German Pot Roast

Ingredients

4 pounds Certified Angus Beef ® chuck roast

2 tablespoons vegetable oil

1 large yellow onion, peeled and cut into large chunks

3 large carrots, peeled and cut into chunks

1 large turnip, peeled and cut into chunks

4 sprigs thyme

2 bay leaves

8 black peppercorns

8 juniper berries (optional)

1 teaspoon horseradish

1 (6-ounce) can tomato paste

2 (12-ounce) bottles brown ale beer (Brookly Brown Ale works well)

4 cups beef stock

Salt and freshly ground black pepper to taste

Directions

Step 1: Preheat oven to 175° F.

Step 2: Heat oil in heavy-bottom pan.
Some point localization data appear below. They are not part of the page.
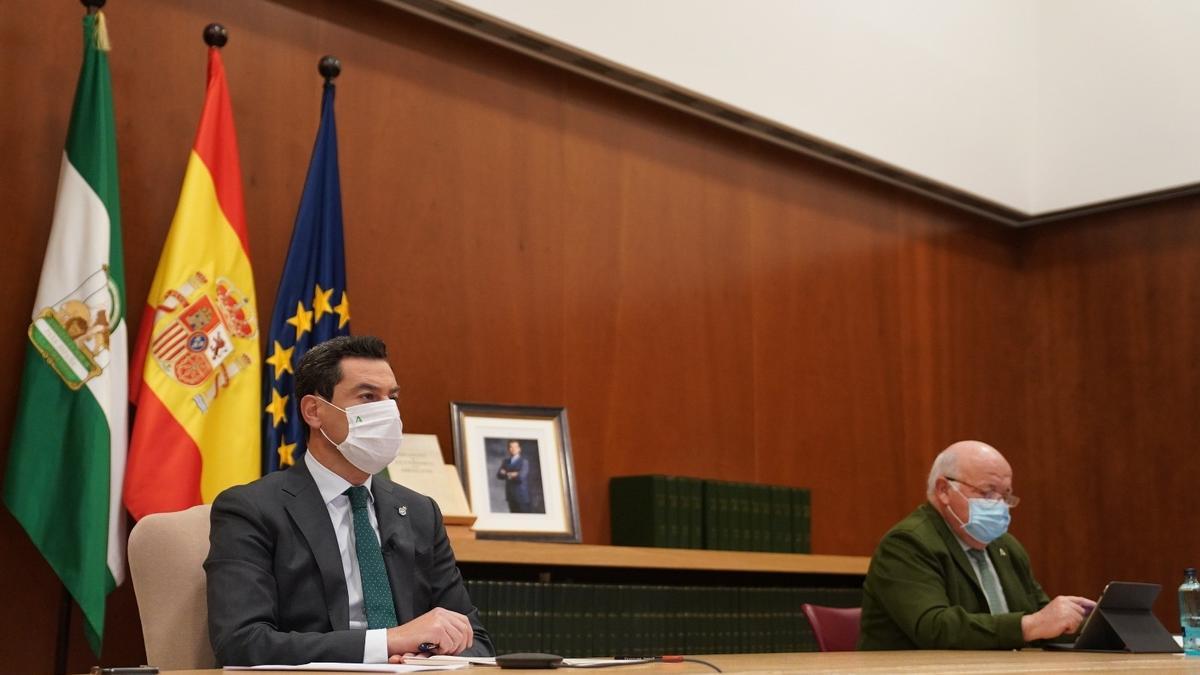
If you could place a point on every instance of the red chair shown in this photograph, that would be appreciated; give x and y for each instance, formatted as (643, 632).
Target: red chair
(834, 627)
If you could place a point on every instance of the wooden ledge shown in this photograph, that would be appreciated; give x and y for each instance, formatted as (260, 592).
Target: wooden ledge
(585, 555)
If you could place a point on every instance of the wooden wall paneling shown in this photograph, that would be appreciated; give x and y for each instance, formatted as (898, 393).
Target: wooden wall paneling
(1114, 310)
(702, 303)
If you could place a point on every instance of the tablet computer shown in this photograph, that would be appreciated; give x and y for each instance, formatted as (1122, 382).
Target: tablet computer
(1123, 621)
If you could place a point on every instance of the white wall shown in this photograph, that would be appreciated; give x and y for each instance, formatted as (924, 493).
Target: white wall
(1117, 100)
(1038, 105)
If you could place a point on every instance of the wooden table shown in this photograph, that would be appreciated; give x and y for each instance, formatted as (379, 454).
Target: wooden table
(940, 662)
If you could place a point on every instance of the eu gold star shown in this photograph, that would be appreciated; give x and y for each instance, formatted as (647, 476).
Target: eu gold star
(281, 359)
(321, 303)
(343, 310)
(277, 407)
(286, 451)
(303, 321)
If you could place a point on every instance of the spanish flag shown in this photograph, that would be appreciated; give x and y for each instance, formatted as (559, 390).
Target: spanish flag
(195, 375)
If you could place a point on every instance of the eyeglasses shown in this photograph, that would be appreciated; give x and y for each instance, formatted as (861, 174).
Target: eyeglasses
(989, 495)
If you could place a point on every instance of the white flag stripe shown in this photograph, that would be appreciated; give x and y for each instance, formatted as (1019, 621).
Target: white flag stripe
(79, 238)
(78, 246)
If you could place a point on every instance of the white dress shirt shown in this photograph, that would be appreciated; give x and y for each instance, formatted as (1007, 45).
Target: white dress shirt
(331, 485)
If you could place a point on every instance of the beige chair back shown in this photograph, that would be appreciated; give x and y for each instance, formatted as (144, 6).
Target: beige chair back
(167, 553)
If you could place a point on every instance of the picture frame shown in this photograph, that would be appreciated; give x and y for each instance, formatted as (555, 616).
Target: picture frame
(515, 464)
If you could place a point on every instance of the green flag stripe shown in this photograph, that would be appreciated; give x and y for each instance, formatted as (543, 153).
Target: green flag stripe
(60, 481)
(91, 143)
(49, 485)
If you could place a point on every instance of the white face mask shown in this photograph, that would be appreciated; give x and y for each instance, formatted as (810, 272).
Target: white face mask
(372, 440)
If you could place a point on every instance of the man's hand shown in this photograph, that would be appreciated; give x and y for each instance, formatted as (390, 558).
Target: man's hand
(448, 629)
(1065, 614)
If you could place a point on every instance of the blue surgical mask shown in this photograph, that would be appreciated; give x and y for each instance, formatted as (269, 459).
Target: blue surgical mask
(988, 519)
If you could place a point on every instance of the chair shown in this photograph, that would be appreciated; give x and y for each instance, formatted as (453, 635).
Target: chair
(167, 553)
(834, 627)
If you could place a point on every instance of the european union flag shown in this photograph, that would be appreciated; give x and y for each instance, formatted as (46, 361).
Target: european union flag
(311, 305)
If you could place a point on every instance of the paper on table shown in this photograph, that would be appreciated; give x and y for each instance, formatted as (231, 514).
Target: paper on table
(419, 467)
(491, 661)
(357, 667)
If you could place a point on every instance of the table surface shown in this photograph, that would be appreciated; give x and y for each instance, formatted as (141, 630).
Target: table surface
(942, 662)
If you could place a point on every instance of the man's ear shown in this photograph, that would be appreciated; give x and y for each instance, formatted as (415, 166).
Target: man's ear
(309, 405)
(942, 489)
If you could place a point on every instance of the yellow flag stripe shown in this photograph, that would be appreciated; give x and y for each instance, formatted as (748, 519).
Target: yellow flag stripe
(202, 240)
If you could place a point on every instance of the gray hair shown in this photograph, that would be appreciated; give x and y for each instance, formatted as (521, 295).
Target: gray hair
(946, 463)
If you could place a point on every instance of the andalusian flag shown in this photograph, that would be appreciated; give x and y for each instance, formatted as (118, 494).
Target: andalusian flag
(196, 368)
(67, 457)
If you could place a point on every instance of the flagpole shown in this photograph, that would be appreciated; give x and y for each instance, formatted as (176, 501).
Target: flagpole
(63, 640)
(329, 67)
(215, 35)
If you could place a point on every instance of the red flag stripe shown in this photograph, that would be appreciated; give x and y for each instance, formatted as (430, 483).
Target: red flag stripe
(169, 477)
(217, 147)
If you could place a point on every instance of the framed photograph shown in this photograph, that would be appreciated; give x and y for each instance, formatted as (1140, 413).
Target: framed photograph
(515, 464)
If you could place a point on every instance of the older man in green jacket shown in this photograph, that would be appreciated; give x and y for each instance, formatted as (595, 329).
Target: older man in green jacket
(949, 577)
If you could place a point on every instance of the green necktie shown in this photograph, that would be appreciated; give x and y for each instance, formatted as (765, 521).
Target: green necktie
(376, 590)
(988, 580)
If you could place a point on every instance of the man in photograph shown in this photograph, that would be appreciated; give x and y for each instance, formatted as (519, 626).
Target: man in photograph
(515, 473)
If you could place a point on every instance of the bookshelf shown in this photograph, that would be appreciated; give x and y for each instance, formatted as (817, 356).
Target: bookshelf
(587, 555)
(582, 599)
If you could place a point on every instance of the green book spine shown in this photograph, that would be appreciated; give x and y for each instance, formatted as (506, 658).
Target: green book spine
(780, 519)
(744, 519)
(637, 511)
(673, 513)
(726, 536)
(695, 513)
(712, 514)
(807, 521)
(760, 499)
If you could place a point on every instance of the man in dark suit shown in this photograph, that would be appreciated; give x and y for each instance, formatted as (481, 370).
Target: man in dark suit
(949, 577)
(515, 473)
(329, 560)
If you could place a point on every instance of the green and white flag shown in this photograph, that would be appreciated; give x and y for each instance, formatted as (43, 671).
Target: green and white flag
(66, 464)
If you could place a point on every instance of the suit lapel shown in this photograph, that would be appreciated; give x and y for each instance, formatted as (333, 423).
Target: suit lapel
(1009, 581)
(960, 557)
(311, 517)
(396, 541)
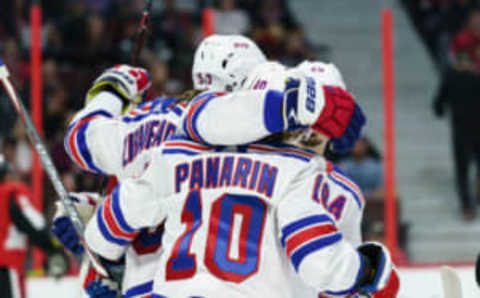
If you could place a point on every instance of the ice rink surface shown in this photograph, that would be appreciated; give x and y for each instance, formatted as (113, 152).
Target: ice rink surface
(415, 283)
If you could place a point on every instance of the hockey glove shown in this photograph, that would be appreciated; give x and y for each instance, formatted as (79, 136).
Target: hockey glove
(346, 142)
(57, 264)
(65, 232)
(129, 83)
(328, 110)
(62, 226)
(101, 289)
(379, 278)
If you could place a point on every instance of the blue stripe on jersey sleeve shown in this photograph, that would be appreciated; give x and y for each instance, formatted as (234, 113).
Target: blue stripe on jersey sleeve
(348, 189)
(84, 150)
(106, 232)
(141, 289)
(313, 246)
(272, 112)
(118, 212)
(299, 224)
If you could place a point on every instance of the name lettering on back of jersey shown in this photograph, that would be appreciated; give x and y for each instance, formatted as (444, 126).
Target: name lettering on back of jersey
(227, 171)
(148, 135)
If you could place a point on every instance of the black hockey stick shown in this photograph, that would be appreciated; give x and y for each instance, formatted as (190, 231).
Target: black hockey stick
(142, 32)
(48, 165)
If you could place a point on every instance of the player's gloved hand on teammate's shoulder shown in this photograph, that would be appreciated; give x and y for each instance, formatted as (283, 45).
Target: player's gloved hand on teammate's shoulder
(102, 288)
(329, 110)
(380, 278)
(129, 83)
(346, 142)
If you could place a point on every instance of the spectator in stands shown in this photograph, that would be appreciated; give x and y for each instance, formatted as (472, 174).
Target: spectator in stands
(466, 44)
(296, 49)
(460, 92)
(20, 221)
(230, 20)
(365, 168)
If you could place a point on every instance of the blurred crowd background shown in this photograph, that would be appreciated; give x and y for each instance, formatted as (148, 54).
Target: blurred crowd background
(83, 37)
(450, 31)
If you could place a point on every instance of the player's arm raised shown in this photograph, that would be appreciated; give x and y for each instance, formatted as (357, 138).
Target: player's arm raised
(319, 253)
(94, 137)
(271, 102)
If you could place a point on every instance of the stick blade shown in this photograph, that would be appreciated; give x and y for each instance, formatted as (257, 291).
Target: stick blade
(452, 286)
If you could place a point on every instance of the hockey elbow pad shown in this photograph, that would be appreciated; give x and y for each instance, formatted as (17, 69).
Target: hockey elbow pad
(379, 277)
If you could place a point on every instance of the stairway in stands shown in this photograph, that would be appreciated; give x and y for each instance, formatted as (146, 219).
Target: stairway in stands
(424, 159)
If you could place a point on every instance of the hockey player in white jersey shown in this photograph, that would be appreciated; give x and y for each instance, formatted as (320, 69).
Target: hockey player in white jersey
(140, 138)
(239, 222)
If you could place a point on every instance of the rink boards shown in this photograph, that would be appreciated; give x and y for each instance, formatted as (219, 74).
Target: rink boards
(417, 282)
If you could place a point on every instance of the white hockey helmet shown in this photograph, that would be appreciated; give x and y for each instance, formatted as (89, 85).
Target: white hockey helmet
(223, 62)
(271, 75)
(326, 73)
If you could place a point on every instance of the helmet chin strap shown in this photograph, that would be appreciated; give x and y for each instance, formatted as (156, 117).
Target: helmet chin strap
(312, 140)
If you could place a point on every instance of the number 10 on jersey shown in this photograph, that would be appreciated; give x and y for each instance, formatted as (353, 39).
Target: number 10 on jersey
(182, 263)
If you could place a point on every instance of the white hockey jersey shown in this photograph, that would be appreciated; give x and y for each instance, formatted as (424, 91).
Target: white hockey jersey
(102, 141)
(238, 223)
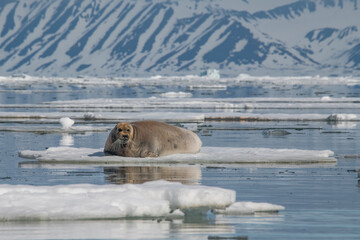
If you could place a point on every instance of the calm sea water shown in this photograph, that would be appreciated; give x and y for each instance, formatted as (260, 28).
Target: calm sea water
(322, 201)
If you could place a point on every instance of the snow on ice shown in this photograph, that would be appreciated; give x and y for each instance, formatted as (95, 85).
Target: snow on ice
(151, 199)
(85, 201)
(66, 122)
(207, 155)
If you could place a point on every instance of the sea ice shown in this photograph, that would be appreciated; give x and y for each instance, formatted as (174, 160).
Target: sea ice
(243, 208)
(207, 155)
(86, 201)
(66, 122)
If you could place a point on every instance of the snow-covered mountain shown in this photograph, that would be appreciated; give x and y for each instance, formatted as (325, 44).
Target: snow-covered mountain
(163, 37)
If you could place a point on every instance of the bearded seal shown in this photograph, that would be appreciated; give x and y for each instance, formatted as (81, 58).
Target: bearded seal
(150, 139)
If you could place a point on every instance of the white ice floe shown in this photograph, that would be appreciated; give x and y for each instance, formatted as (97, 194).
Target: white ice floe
(175, 95)
(342, 117)
(85, 201)
(66, 122)
(212, 77)
(177, 101)
(207, 155)
(245, 208)
(177, 116)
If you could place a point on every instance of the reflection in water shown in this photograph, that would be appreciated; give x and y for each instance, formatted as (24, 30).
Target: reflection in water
(141, 174)
(66, 140)
(115, 229)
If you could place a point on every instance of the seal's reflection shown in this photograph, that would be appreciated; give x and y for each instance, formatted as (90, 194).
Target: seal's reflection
(141, 174)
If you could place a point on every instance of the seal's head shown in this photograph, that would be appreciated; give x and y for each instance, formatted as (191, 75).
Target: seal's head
(124, 132)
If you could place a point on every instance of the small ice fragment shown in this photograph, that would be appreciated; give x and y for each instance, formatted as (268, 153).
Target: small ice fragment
(89, 116)
(66, 140)
(240, 208)
(176, 95)
(276, 132)
(66, 122)
(341, 117)
(325, 98)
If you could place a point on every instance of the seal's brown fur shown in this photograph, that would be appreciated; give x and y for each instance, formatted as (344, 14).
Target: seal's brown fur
(150, 139)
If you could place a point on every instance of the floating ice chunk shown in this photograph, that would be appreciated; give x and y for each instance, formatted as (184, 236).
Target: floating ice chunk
(341, 117)
(242, 208)
(66, 122)
(66, 140)
(85, 201)
(213, 74)
(89, 116)
(176, 94)
(207, 155)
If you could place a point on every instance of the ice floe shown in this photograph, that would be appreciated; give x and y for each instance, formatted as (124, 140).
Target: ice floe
(66, 122)
(245, 208)
(85, 201)
(209, 77)
(151, 199)
(207, 155)
(181, 100)
(175, 117)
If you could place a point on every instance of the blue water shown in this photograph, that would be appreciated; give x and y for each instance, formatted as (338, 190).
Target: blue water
(322, 201)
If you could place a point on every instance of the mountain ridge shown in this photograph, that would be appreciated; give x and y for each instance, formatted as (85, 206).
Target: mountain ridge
(128, 38)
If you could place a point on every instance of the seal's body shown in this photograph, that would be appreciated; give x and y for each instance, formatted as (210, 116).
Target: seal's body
(150, 139)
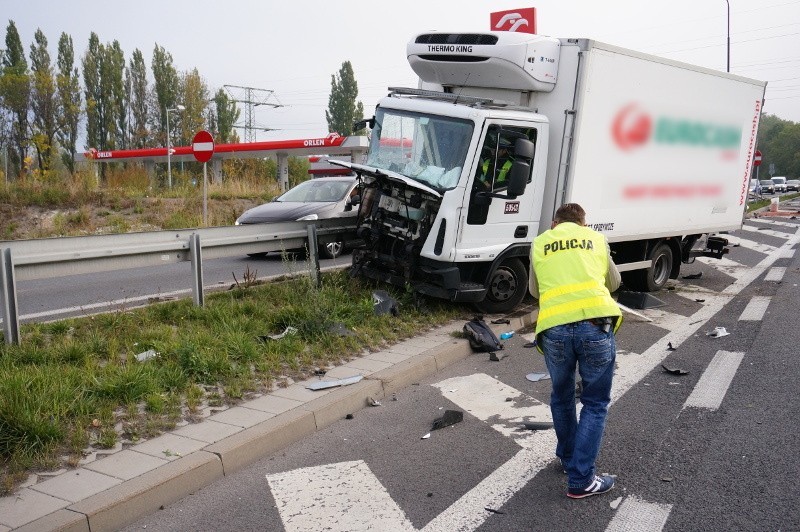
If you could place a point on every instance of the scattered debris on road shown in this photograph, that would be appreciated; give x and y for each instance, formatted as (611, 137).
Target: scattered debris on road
(322, 385)
(450, 417)
(674, 371)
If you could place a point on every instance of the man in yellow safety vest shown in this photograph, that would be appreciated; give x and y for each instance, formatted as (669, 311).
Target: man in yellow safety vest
(572, 275)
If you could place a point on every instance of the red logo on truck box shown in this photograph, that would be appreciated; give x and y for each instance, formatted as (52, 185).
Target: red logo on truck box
(631, 127)
(519, 20)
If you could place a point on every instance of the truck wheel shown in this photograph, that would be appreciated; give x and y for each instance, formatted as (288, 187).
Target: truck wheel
(331, 250)
(507, 288)
(656, 276)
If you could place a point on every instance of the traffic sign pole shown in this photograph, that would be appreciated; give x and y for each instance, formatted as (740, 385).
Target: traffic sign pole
(203, 149)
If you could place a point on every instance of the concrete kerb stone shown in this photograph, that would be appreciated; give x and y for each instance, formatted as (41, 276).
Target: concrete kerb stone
(244, 448)
(61, 520)
(124, 503)
(342, 401)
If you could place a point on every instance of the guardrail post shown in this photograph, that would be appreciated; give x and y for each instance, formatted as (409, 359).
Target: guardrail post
(313, 254)
(197, 269)
(9, 289)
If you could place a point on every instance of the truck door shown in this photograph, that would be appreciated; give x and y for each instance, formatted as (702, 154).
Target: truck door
(491, 222)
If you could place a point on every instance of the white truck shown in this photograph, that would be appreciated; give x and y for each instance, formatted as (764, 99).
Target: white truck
(657, 152)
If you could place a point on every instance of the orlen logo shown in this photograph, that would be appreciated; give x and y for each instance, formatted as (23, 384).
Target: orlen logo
(631, 127)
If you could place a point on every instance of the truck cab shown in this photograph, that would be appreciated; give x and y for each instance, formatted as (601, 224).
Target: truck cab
(450, 200)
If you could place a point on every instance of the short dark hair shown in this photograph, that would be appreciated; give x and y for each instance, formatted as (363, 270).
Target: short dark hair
(571, 212)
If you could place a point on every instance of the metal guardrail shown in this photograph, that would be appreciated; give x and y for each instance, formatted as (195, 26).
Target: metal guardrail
(57, 257)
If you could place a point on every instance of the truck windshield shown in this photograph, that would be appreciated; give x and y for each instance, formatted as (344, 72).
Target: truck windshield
(430, 149)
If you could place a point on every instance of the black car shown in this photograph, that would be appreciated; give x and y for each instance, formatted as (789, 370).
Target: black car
(315, 199)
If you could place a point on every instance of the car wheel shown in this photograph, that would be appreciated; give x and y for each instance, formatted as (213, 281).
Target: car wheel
(331, 250)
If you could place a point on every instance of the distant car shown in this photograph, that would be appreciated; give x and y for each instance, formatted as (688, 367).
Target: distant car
(780, 184)
(315, 199)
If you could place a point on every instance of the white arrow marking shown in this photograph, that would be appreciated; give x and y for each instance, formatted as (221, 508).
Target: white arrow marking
(343, 496)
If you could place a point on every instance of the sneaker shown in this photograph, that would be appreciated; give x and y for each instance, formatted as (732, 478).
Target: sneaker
(600, 484)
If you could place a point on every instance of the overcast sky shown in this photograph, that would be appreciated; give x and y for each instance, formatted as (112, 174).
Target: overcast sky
(293, 47)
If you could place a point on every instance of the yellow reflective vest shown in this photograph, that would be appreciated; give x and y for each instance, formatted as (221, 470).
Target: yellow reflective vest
(571, 262)
(501, 175)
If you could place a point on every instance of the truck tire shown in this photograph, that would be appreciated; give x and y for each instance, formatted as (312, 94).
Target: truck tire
(507, 287)
(331, 250)
(656, 276)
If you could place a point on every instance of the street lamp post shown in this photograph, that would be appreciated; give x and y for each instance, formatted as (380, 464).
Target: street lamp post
(169, 147)
(729, 34)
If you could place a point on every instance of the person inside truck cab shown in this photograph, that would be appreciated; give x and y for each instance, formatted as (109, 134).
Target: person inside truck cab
(493, 171)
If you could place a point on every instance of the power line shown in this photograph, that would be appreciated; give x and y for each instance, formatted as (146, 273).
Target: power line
(252, 98)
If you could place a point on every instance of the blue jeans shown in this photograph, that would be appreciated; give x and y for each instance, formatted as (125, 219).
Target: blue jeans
(593, 351)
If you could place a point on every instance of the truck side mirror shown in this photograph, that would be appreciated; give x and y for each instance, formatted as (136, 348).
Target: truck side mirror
(361, 124)
(518, 178)
(521, 168)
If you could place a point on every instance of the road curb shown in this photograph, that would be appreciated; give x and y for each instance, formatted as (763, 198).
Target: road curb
(133, 499)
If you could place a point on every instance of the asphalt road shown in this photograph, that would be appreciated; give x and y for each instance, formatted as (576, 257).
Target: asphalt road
(713, 449)
(81, 295)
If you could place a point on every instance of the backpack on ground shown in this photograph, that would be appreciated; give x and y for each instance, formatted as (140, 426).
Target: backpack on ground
(480, 335)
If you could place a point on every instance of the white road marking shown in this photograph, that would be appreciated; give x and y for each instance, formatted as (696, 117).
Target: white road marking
(344, 496)
(775, 274)
(763, 231)
(715, 381)
(755, 309)
(485, 398)
(636, 515)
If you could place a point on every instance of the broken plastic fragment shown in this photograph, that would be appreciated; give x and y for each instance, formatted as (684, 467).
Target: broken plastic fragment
(147, 355)
(450, 417)
(537, 425)
(321, 385)
(535, 377)
(674, 371)
(287, 330)
(383, 303)
(718, 332)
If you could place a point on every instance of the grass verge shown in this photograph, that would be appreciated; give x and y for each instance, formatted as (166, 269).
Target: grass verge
(77, 385)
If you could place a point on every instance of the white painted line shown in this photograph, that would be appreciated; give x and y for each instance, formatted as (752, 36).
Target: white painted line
(637, 515)
(486, 398)
(750, 244)
(769, 232)
(715, 381)
(775, 274)
(755, 309)
(343, 496)
(468, 512)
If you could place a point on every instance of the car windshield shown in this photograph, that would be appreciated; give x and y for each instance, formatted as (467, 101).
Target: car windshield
(316, 190)
(430, 149)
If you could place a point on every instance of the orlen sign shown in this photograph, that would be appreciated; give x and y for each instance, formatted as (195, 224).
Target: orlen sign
(519, 20)
(634, 127)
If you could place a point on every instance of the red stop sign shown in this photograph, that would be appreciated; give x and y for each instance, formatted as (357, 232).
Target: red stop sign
(203, 146)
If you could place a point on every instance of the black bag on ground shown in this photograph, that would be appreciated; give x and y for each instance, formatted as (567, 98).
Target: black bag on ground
(480, 335)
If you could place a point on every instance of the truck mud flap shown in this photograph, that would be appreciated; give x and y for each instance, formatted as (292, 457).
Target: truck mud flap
(716, 247)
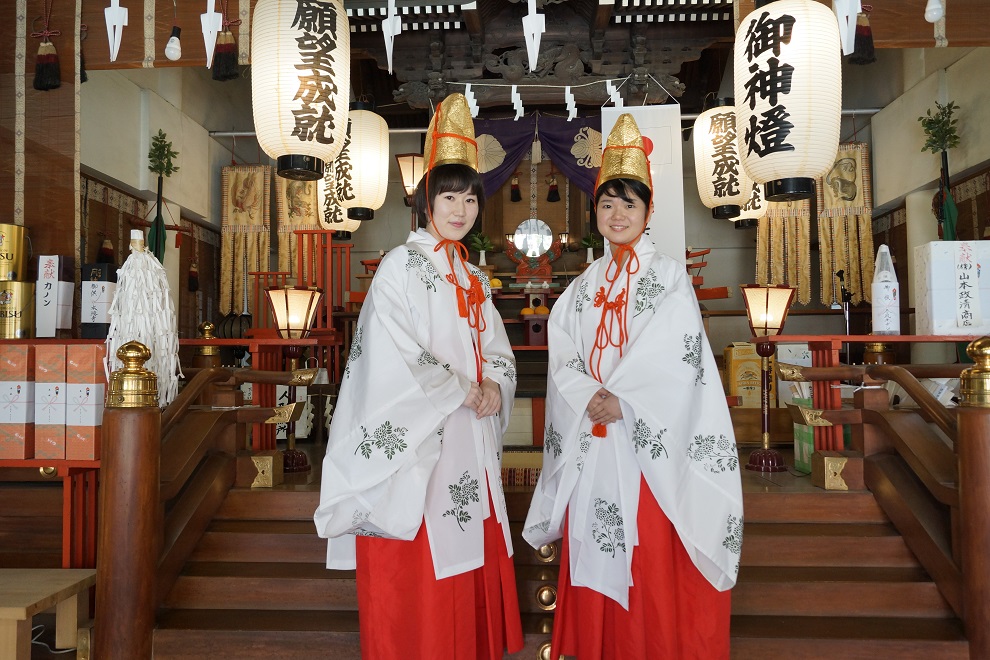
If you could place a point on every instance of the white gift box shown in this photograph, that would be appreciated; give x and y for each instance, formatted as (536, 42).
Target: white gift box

Season roast with salt and freshly ground black pepper. Sear on all sides until brown.

Step 3: Remove roast from pan and set aside.

Step 4: Add onions, carrots, turnips, thyme, bay leaves, juniper berries, horseradish and peppercorns to pan; allow vegetables to caramelize.

Step 5: Add tomato paste and cook 2 to 3 minutes.

Step 6: Deglaze pan with beer and cook another 2 to 3 minutes.

Step 7: Return roast to pan, add beef stock and bring to a low simmer.

Step 8: Place in oven or transfer all ingredients to a slow cooker.

Step 9: Cook for 8 to 10 hours, until fork tender. Remove roast from oven and let rest 10 to 15 minutes.

Step 10: Strain vegetables, reserving liquid for sauce.